Differential evolutionary algorithm‐based optimal support vector machine for online dynamic available transfer capability estimation incorporating transmission capacity margins
Author(s) -
Velusamy Agnes Idhaya Selvi,
Ramu Narmatha Banu,
Durairaj Devaraj,
Murugesan Karuppasamypandiyan
Publication year - 2017
Publication title -
international transactions on electrical energy systems
Language(s) - English
Resource type - Journals
SCImago Journal Rank - 0.428
H-Index - 42
ISSN - 2050-7038
DOI - 10.1002/etep.2331
Subject(s) - support vector machine , margin (machine learning) , artificial neural network , computer science , data mining , machine learning , algorithm , artificial intelligence
Summary To determine the feasibility of bilateral contracts, the independent system operator needs to estimate the transfer capability of the system.
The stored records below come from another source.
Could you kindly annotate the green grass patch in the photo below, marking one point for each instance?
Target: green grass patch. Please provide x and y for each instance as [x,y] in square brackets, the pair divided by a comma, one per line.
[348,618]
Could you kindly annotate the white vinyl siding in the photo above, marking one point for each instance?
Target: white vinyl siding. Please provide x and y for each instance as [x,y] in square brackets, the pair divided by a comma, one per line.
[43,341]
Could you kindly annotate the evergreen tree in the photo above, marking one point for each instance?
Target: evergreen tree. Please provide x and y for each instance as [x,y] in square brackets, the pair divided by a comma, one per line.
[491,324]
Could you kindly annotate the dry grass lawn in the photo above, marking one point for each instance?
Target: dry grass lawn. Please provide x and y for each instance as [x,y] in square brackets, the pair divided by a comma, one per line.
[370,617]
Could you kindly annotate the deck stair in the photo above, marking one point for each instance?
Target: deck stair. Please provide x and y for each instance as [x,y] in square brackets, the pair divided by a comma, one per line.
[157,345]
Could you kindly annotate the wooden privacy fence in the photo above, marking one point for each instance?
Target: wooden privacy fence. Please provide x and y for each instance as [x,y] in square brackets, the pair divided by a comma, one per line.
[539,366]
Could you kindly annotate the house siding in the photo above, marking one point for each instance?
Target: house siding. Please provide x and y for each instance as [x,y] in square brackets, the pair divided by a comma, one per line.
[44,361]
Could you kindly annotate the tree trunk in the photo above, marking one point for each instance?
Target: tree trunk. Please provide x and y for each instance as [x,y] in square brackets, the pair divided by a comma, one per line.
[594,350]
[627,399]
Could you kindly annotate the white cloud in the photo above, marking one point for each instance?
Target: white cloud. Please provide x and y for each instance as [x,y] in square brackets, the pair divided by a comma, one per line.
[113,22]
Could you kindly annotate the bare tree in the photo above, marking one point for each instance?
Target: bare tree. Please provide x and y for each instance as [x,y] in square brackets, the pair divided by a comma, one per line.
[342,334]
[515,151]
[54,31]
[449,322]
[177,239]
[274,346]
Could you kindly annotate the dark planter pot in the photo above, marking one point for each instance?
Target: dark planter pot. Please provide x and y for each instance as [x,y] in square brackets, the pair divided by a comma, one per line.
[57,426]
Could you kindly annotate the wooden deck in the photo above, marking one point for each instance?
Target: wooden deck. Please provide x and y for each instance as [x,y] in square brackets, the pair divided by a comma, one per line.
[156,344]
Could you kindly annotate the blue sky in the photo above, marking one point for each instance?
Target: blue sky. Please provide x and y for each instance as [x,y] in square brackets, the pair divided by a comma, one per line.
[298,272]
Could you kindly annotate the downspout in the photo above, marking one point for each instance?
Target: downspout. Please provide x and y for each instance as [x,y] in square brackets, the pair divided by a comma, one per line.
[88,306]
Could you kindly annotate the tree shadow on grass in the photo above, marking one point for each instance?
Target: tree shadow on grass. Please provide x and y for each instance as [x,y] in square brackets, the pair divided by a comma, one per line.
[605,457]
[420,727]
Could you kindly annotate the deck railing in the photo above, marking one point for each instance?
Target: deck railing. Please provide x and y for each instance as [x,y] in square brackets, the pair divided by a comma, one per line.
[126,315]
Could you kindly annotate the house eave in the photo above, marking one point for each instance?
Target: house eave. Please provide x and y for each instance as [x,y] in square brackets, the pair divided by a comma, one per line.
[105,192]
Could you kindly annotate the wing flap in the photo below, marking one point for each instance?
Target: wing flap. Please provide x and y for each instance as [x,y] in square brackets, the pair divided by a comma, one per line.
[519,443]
The estimated available transfer capability (ATC) values are updated on open access same‐time information system by day by day or on hourly basis. This work proposes a fast and effective online technique for dynamic ATC (DATC) estimation. The impact of 2 reserve margins such as capacity benefit margin and transmission reserve margin is introduced with DATC estimation. In this proposed method support vector machine (SVM) is used to estimate the ATC values. The SVM is one of the effective machines learning algorithm in solving the regression problem. The parameters of the SVM are tuned by differential evolution algorithm to get accurate prediction of DATC values. The proposed method is applied to New England 10 machine 39‐bus dynamic system for estimating DATC values for different cases. Severe lines are identified using contingency screening analysis. The test results are compared with artificial neural network technique. The study has been carried out for different cases such as normal, line outage and stressed condition. The SVM technique gives better results than artificial neural network technique.